When I was in college, around 2010, I would often hear that the NRSV translation of the Bible represented something of a scholarly standard. Since 2025, publishers are now forbidden from publishing, and websites are forbidden from displaying that translation online.
This suppression of the NRSV has come not from some kind of traditional censorship, but is the work of the National Council of Churches of Christ, which has produced an updated text, the NRSV-UE, and have pulled the older text from circulation in order to focus on the new one. (The NRSV-CE is a partial exception to this rule, but my understanding is that it will still be phased out once an imprimatur can be obtained for the NRSV-UE.)

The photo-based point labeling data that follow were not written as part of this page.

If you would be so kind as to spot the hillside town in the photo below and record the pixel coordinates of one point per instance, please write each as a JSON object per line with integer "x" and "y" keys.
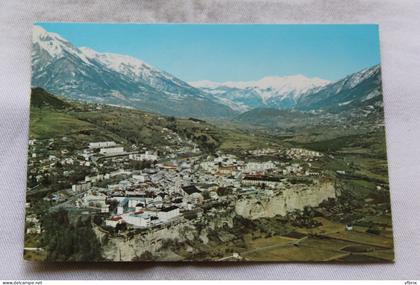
{"x": 134, "y": 188}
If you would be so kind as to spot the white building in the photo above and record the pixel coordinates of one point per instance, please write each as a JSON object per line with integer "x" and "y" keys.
{"x": 168, "y": 213}
{"x": 101, "y": 144}
{"x": 259, "y": 166}
{"x": 112, "y": 150}
{"x": 140, "y": 219}
{"x": 147, "y": 156}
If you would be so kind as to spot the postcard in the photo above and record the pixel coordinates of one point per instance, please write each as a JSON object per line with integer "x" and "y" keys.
{"x": 190, "y": 142}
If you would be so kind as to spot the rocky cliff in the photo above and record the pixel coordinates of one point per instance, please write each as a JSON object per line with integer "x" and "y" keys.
{"x": 295, "y": 197}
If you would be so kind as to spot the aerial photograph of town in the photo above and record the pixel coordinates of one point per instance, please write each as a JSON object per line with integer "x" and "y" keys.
{"x": 187, "y": 142}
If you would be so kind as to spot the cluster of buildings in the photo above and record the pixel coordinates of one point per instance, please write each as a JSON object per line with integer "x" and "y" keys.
{"x": 178, "y": 181}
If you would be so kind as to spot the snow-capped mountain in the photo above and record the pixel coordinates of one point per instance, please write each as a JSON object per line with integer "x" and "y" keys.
{"x": 82, "y": 73}
{"x": 272, "y": 91}
{"x": 359, "y": 89}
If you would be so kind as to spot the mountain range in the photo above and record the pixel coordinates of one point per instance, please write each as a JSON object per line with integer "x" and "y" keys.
{"x": 84, "y": 74}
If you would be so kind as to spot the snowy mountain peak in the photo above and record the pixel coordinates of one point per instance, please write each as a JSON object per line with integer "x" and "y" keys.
{"x": 116, "y": 62}
{"x": 290, "y": 83}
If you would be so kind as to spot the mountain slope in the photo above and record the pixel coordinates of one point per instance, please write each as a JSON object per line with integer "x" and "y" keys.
{"x": 357, "y": 90}
{"x": 273, "y": 91}
{"x": 62, "y": 68}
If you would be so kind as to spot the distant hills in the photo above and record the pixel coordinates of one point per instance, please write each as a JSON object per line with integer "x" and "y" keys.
{"x": 84, "y": 74}
{"x": 269, "y": 92}
{"x": 81, "y": 73}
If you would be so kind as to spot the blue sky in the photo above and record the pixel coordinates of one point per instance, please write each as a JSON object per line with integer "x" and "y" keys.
{"x": 234, "y": 52}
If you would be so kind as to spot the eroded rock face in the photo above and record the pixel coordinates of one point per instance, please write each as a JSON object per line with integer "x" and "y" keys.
{"x": 118, "y": 248}
{"x": 295, "y": 197}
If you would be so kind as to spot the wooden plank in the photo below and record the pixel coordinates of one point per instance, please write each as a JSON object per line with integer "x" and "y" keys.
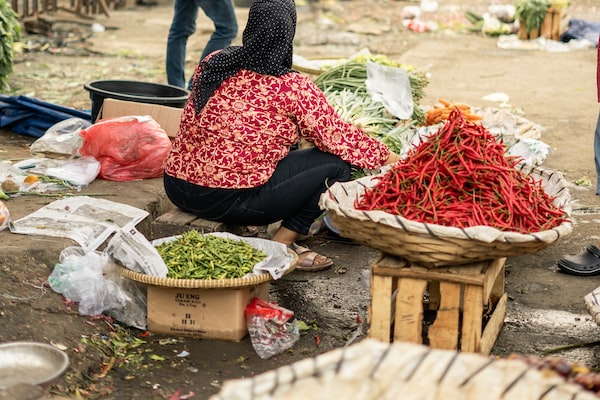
{"x": 494, "y": 271}
{"x": 408, "y": 324}
{"x": 472, "y": 319}
{"x": 493, "y": 326}
{"x": 381, "y": 308}
{"x": 443, "y": 332}
{"x": 474, "y": 274}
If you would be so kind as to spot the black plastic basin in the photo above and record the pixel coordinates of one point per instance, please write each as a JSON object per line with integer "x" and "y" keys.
{"x": 139, "y": 92}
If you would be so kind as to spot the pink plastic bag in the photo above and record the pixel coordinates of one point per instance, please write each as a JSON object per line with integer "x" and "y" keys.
{"x": 128, "y": 148}
{"x": 271, "y": 327}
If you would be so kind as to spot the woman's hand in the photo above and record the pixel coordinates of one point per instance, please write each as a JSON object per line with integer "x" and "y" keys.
{"x": 392, "y": 158}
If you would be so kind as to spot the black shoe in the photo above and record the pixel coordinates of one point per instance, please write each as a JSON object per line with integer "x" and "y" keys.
{"x": 146, "y": 3}
{"x": 585, "y": 263}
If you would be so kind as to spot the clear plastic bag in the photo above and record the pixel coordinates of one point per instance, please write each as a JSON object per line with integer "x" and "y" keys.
{"x": 128, "y": 148}
{"x": 90, "y": 279}
{"x": 4, "y": 216}
{"x": 271, "y": 327}
{"x": 391, "y": 86}
{"x": 62, "y": 138}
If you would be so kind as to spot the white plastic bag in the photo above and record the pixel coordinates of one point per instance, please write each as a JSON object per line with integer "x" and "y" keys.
{"x": 79, "y": 172}
{"x": 4, "y": 216}
{"x": 88, "y": 278}
{"x": 391, "y": 86}
{"x": 61, "y": 138}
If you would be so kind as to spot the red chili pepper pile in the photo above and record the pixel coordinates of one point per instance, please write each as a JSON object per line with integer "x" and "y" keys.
{"x": 461, "y": 177}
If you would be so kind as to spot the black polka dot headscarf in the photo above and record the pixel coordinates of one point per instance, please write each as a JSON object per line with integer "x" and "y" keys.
{"x": 267, "y": 48}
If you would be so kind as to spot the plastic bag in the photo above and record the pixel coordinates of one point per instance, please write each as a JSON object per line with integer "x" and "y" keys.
{"x": 128, "y": 148}
{"x": 270, "y": 328}
{"x": 391, "y": 86}
{"x": 79, "y": 172}
{"x": 4, "y": 216}
{"x": 89, "y": 278}
{"x": 61, "y": 138}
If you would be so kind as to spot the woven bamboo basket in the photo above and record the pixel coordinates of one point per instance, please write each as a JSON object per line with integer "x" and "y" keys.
{"x": 374, "y": 370}
{"x": 251, "y": 280}
{"x": 432, "y": 245}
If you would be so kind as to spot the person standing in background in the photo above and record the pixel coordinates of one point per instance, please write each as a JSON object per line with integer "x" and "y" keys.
{"x": 597, "y": 134}
{"x": 183, "y": 25}
{"x": 587, "y": 263}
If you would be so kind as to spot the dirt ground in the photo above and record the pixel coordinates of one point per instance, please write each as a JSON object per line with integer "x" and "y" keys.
{"x": 545, "y": 311}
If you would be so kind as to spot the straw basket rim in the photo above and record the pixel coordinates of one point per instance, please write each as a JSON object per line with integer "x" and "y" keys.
{"x": 251, "y": 280}
{"x": 435, "y": 245}
{"x": 592, "y": 303}
{"x": 316, "y": 71}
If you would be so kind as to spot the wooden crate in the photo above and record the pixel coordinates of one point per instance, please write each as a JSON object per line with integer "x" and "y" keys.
{"x": 554, "y": 25}
{"x": 458, "y": 308}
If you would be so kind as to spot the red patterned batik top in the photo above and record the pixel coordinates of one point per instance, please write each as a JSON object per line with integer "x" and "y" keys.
{"x": 249, "y": 124}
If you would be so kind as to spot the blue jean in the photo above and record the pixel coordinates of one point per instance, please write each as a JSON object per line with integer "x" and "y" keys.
{"x": 183, "y": 25}
{"x": 291, "y": 195}
{"x": 597, "y": 154}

This is why I am leery of making extensive use of any copyrighted translation of the Bible. The idea that we are all expected to use a particular text until the law is used to pull that text from circulation and replace it with a new one, seems to me to run counter to the idea of the Bible as a culturally significant shared text.
This is not to say that the folks at the National Council of the Churches of Christ are bad people, or that the NRSV-UE is a bad translation, or that this represents some kind of atrocity of censorship. You can go buy a used NRSV if you like. But still, this kind of thing leaves me uneasy.
This is why I find myself using the ASV. Not because the ASV is superior, but because I can confidently use the ASV text, knowing that it is beyond the reach of copyright law and that no one has the legal power to scrub it from the internet and drop it down the memory hole.
What I would really like to see is a public domain Bible in reasonably current English which is translated with a careful eye to both English style and the results of mainstream biblical scholarship.
No such thing exists yet, but the building blocks are there. All one would have to do is to update the text of the ASV appropriately. Some work along these lines has already been completed, in the form of what is now known as the World English Bible.
However, I have not seen any sustained review of the WEB text from the standpoint of mainstream biblical studies. Perhaps it is time.